No new EIS are created in the reference-transfer assertion process. One reference-transfer assertion transaction exists for each reference needing to be moved. Each reference-transfer assertion transaction has four fields – a transaction identifier, a reference identifier, a source entity identifier, and a target entity identifier. In the example of Figure 5.5, transaction T7 indicates a move of reference R2 from ABC to XYZ as shown in the diagram.

Confirmation Assertions

Confirmation assertions are designed to label EIS as having been reviewed and confirmed as correct in order to prevent their continued review. The algorithms producing clerical review exceptions are not perfect. Some EIS called out for clerical review as potential false positives often turn out to be true positives, i.e. correctly clustered. Similarly, some groups of EIS called out for clerical review as false negatives are in fact true negatives. Without confirmation assertions, these EIS can be repeatedly called out for review by the clerical review indicator logic even though they have previously been manually reviewed and found to be correct.

However, it is important to note EIS reviewed as correct should only be excluded from subsequent reviews as long as they maintain the state they had at the time of the review. Any changes to the EIS could change their status from correct to incorrect. The implementation of confirmation assertions also requires new functionality in the ER update logic that will remove confirmation labels from the EIS metadata whenever the ER process modifies the EIS.

True Positive Assertion

The true positive confirmation assertion pertains to a single EIS. If an EIS is called out for clerical review, and if the reviewer finds all references in the EIS are for same entity, the EIS is a true positive and should be asserted as such. The true positive assertion of an EIS will add a metadata label showing the EIS is true positive.

The case shown in Figure 5.6 is where the EIS with entity identifier ABC was called out for clerical review as a false positive, but after inspection it was found to be correct. The true positive assertion transaction requires only two fields – a transaction identifier and the entity identifier of the true positive EIS. The action of the true positive assertion is to add a metadata tag (shown as <TP> in Figure 5.6) to the EIS. True positive assertion transaction T8 asserts ABC as a true positive EIS. The true positive tag inserted into ABC will prevent the clerical review indicator logic from calling out ABC for review as long as the tag is present.

However, if a later update process results in new references being added to ABC, then the true positive tag will be removed, and ABC may again be called out for clerical review in later processing.
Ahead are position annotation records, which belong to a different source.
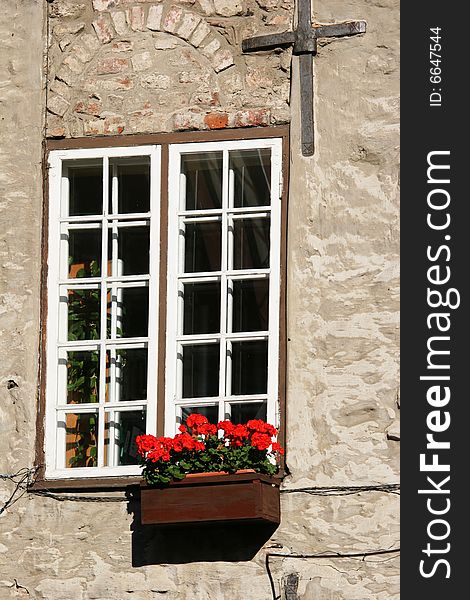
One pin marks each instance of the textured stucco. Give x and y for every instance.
(342, 290)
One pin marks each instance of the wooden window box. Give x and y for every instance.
(212, 497)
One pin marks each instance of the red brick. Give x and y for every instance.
(89, 107)
(112, 65)
(252, 118)
(216, 120)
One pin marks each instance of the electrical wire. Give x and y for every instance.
(335, 555)
(391, 488)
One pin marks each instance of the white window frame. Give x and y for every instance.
(173, 395)
(56, 406)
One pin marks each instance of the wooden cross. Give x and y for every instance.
(304, 40)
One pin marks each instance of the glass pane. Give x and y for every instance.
(131, 311)
(249, 367)
(200, 370)
(83, 314)
(201, 308)
(121, 429)
(132, 248)
(81, 434)
(251, 177)
(129, 368)
(203, 180)
(84, 253)
(250, 305)
(203, 245)
(85, 189)
(132, 179)
(210, 412)
(243, 412)
(83, 375)
(251, 243)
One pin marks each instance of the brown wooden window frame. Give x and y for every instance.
(163, 141)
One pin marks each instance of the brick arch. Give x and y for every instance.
(112, 25)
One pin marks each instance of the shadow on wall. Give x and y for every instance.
(206, 542)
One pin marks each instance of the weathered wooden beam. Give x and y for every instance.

The metadata added to the true positive EIS may also include other information for auditing and traceability such as an identifier for the person making the review decision, the date of review, and other relevant information. These additional metadata are important for good master data governance.

True Negative Assertion

The true negative assertion confirms two or more EIS were called out for review as potential false negatives have been confirmed as correct by an expert reviewer. Just as with the true positive assertion, the true negative assertion inserts metadata tags into the reviewed EIS. In the case of true negative, additional metadata is required because a true negative state always exists between two (or more) EIS. Just labeling an EIS as a true negative does not make sense by itself. A true negative assertion of an EIS must be expressed in relation to another EIS. In addition to a true negative label, a true negative assertion must also insert the identifier of the EIS to which it is a true negative. These metadata must be inserted into all of the EIS the review process determines to be true negatives of each other.

The example in Figure 5.7 is for two EIS with identifiers ABC and DEF. The true negative assertion transactions require three fields – a transaction identifier, an entity identifier of one of the true negative EIS, and a grouping identifier. The grouping identifier is simply a provided value identifying the EIS comprising the true negative group. The value of the grouping identifier is not as important while it is the same in all transactions relating to the same true negative group and different from the identifier for any other true negative group. In this example, the group identifier is 76 for transactions T9 and T10. Because transaction T11 has a different group identifier, it relates to some other true negative group not shown.

As shown in Figure 5.7, the true negative assertion of the EIS with identifiers ABC and DEF creates metadata cross-referencing these EIS. The EIS with identifier ABC references the EIS with identifier DEF as a true negative, and conversely, the EIS with identifier DEF references the EIS with identifier ABC as a true negative. These tags will prevent the clerical review logic from calling out the EIS identified as ABC and DEF as false negatives in future processes as long as they maintain the original state. Just as with the true positive assertion, the metadata tags suppressing subsequent true negative review must be removed if and when a later update process adds new references to any one of the EIS in a true negative group.

Reference-to-Reference Assertion

Two special types of confirmation assertions are used to move external references into correctly configured EIS. They belong to the category of convenience assertions. Convenience assertions allow the user to directly create and manipulate EIS without using matching rules.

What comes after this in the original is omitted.